Ayrıca, ilave tediye alacağının hesaplanmasında, yukarıda açıklanan çalışma karşılığı olmayan hafta tatili ile ulusal bayram ve genel tatil günü için belirlenen günlük ücret hesap yöntemi esas alınarak, Bakanlar Kurulunca tespit edilen ilave tediye ödeme tarihindeki işçinin bir günlük ücreti dikkate alınmalıdır.
Somut uyuşmazlıkta, hükme esas alınan bilirkişi raporunda günlük ücret ile aylık ücrete dair kabuller ve dolayısıyla alacaklara yönelik hesaplamalar yukarıda açıklanan maddi ve hukuki olgulara uygun değildir.

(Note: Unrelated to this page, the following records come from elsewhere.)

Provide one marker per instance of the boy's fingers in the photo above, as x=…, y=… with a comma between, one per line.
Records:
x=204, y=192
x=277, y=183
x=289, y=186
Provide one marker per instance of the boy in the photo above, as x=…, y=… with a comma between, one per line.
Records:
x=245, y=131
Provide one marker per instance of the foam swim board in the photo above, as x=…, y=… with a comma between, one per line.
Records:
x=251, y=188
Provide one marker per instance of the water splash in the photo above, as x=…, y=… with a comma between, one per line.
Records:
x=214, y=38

Anılan sebeple, yapılacak hesaplamalarda ilke kararında açıklanan esaslar doğrultusunda ücretin belirlenmesi ile dava konusu tüm alacakların yeniden değerlendirilmesi gereklidir.
3-Taraflar arasındaki çözümlenmesi gereken bir diğer uyuşmazlık davacının kıdem süresinin belirlenmesi noktasındadır.
Mahkemece hükme esas alınan bilirkişi raporunda davacının 03.06.2005 - 14.07.2010 tarihleri arası 30 gün süre ile kullanılan ücretsiz izin dışında kesintisiz olarak davalı işyerinde çalıştığı kabul edilmiş ise de davacının yalnızca 15 gün ücretsiz izin kullandığı ve dava dilekçesinde iş sözleşmesinin 10.07.2015 sona erdiğini beyan ettiği anlaşılmış olup davacının dava dilekçesindeki talebi ile bağlı kalınarak ve 15 gün ücretsiz izin kullandığı gözetilerek karar verilmelidir.Yanılgılı değerlendirme ile yazılı şekilde karar verilmesi isabetli olmayıp bozmayı gerektirmiştir.
Sonuç:
Temyiz olunan İlk Derece Mahkemesi kararının ve bu karara karşı istinaf başvurusunu esastan reddeden Bölge Adliye Mahkemesi kararının, yukarıda yazılı sebeplerden dolayı BOZULARAK ORTADAN KALDIRILMASINA, dosyanın kararı veren İlk Derece Mahkemesine, bozma kararının bir örneğinin ise kararı veren Bölge Adliye Mahkemesine gönderilmesine, davacı yararına takdir edilen 3.050,00 TL duruşma vekalet ücretinin karşı tarafa yükletilmesine, peşin alınan temyiz harcının istek halinde ilgililere iadesine, 09/03/2021 tarihinde oybirliği ile karar verildi.